Researchers exhume opera singer’s skeleton, finds castration and constant practise caused massive changes
London, June 29: Up until the end of the 1800s, a gruesome practice was performed on male opera singers to preserve their mezzo-soprano voices. Singers were castrated before reaching puberty, allowing their young voices to carry on through adulthood.
It may be no surprise that castration at an early age altered their bodily development, but according to a new study on the skeleton of 19th century ‘extensive soprano’ Gaspare Pacchierotti, singing itself had physical effects as well.
Researchers from the University of Padua in Italy exhumed the body of Pacchierotti to understand more about these singers, known as ‘castrati.’ The remains were taken to the laboratory in the Museum of Pathological Anatomy at the university, where CT scans and X-rays were conducted on the bones.
Until now, only one other castrato skeleton has ever been examined – a singer named Carlo Maria Michelangelo Nicola Broschi, who went by the stage name Farinelli. The castrati were often much taller than their unaltered peers, researchers explain in a paper published today in Scientific Reports.
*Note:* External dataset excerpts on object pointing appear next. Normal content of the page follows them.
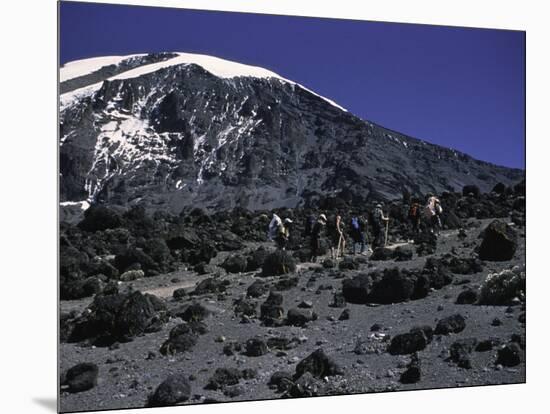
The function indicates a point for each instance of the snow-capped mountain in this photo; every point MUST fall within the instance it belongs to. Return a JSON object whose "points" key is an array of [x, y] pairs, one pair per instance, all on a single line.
{"points": [[174, 130]]}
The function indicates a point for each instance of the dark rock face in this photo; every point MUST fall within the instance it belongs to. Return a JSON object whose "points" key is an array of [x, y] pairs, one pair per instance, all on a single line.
{"points": [[243, 307], [412, 374], [467, 297], [223, 377], [300, 317], [257, 289], [279, 262], [305, 386], [234, 264], [256, 259], [210, 286], [281, 380], [319, 365], [289, 133], [182, 339], [382, 253], [357, 289], [81, 377], [408, 343], [175, 389], [460, 352], [256, 347], [118, 317], [193, 313], [451, 324], [499, 242], [271, 311], [509, 355], [394, 286]]}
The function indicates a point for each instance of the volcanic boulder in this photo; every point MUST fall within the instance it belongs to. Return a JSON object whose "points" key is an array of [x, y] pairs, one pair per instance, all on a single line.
{"points": [[412, 374], [451, 324], [499, 242], [234, 264], [279, 262], [509, 355], [256, 347], [81, 377], [300, 317], [223, 377], [357, 289], [319, 365], [173, 390], [305, 386], [415, 340], [501, 288], [460, 352]]}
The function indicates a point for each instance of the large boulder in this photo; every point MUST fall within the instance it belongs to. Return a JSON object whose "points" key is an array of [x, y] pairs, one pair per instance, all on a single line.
{"points": [[223, 377], [99, 217], [235, 264], [412, 374], [413, 341], [509, 355], [181, 339], [279, 262], [257, 289], [499, 242], [256, 347], [81, 377], [470, 190], [119, 318], [382, 253], [451, 324], [210, 286], [394, 286], [271, 311], [460, 352], [300, 317], [305, 386], [256, 259], [501, 288], [173, 390], [194, 312], [357, 289], [319, 365]]}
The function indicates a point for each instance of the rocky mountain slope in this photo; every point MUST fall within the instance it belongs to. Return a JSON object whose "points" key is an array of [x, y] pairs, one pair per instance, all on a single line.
{"points": [[175, 130]]}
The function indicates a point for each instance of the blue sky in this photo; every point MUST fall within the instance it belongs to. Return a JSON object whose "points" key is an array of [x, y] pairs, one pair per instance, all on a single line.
{"points": [[457, 87]]}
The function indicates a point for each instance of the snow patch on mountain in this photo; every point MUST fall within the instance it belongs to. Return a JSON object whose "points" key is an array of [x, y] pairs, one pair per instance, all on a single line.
{"points": [[84, 67], [219, 67]]}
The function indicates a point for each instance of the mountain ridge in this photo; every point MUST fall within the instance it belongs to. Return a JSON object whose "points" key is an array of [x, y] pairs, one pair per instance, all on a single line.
{"points": [[181, 136]]}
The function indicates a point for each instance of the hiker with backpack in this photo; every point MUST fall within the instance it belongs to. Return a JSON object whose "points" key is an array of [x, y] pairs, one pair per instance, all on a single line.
{"points": [[283, 234], [357, 233], [316, 235], [308, 228], [432, 211], [378, 224], [274, 225], [336, 235]]}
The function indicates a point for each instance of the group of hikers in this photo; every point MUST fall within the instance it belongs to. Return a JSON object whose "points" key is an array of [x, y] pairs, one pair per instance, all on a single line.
{"points": [[317, 228]]}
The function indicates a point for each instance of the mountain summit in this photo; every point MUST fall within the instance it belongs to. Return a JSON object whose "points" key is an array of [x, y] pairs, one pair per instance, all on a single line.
{"points": [[176, 130]]}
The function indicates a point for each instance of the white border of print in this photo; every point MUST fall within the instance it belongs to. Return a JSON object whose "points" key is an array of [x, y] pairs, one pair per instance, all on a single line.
{"points": [[28, 208]]}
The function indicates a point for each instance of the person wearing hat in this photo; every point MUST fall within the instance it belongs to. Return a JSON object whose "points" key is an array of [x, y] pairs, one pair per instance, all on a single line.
{"points": [[316, 234], [378, 224], [282, 234]]}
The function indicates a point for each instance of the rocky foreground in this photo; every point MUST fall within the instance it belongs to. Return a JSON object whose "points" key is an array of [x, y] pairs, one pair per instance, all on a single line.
{"points": [[194, 309]]}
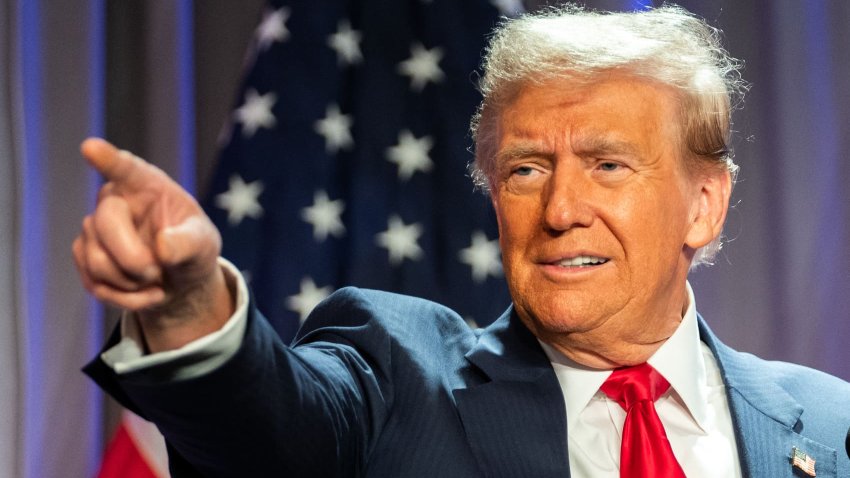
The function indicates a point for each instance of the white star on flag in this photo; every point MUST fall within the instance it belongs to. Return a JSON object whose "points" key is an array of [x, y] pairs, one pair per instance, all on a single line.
{"points": [[273, 28], [336, 129], [411, 154], [401, 240], [346, 43], [422, 66], [324, 215], [510, 8], [256, 112], [307, 298], [241, 200], [482, 256]]}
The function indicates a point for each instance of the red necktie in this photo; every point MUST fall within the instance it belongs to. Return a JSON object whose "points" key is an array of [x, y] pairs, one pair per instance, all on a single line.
{"points": [[645, 451]]}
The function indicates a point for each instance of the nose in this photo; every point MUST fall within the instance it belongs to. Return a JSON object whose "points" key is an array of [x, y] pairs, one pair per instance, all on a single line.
{"points": [[566, 200]]}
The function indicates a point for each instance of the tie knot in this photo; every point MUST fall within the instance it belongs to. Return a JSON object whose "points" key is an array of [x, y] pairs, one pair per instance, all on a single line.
{"points": [[629, 385]]}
Pacchierotti stood more than six feet tall. ‘Castrato were unusually tall, with a large barrel-shaped chest, infantile larynx, long, spindly legs,’ the authors wrote.
‘Pacchierotti’s bones confirmed these characteristics, in particular the height, that was estimated measuring femurs, tibiae, and humeri length and gave a value of around 191cm.’
he analysis showed the presence of epiphyseal lines on Pacchierotti’s iliac crests, which are typically fused at 23 years old and disappear by the time a man is older than 35.
CT scans revealed vertebral fractures and a decrease in bone density, and researchers say the hormonal effects of castration led these singers to develop osteoporosis and disorders of the spine.
But, the singer’s skeletal anomalies weren’t only attributed to castration.
‘Pacchierotti’s cervical vertebrae were all strongly eroded with signs of osteophytic lipping in the body, because of osteoporosis and of continuous movements of head and neck during singing exercises,’ they wrote.
‘These conditions can be considered as an occupational marker for the singers, as it was confirmed by the Pacchierotti’s vertebral conditions.
‘These findings are very significant, because it is the first time that they can be observed in the remains of a castrato.’
They also found other ‘changes in his body and bones,’ including modifications in the insertion of three respiratory muscles, which work to elevate certain ribs and assist in breathing.
Along with this, the analysis revealed markings on the scapulae that indicate Pacchierotti used his arms frequently during performances.
The analysis of Pacchiarotti’s bones confirmed the singer practiced a particular posture to optimize his voice.
This posture, with the back of the neck elongated to avoid tilting, lifting, or stretching of the voice box and the extension or lifting of the jaw, ultimately led to the erosion of his cervical vertebrae.
The results provide a unique look at the little-examined development of the castrati, and help to reveal some of the ‘secrets behind [Pacchierotti’s] sublime voice.’
Despite his castration and bone conditions, the researchers say the famous singer, who died at the age of 81, still ‘had many amorous relationships during his life.’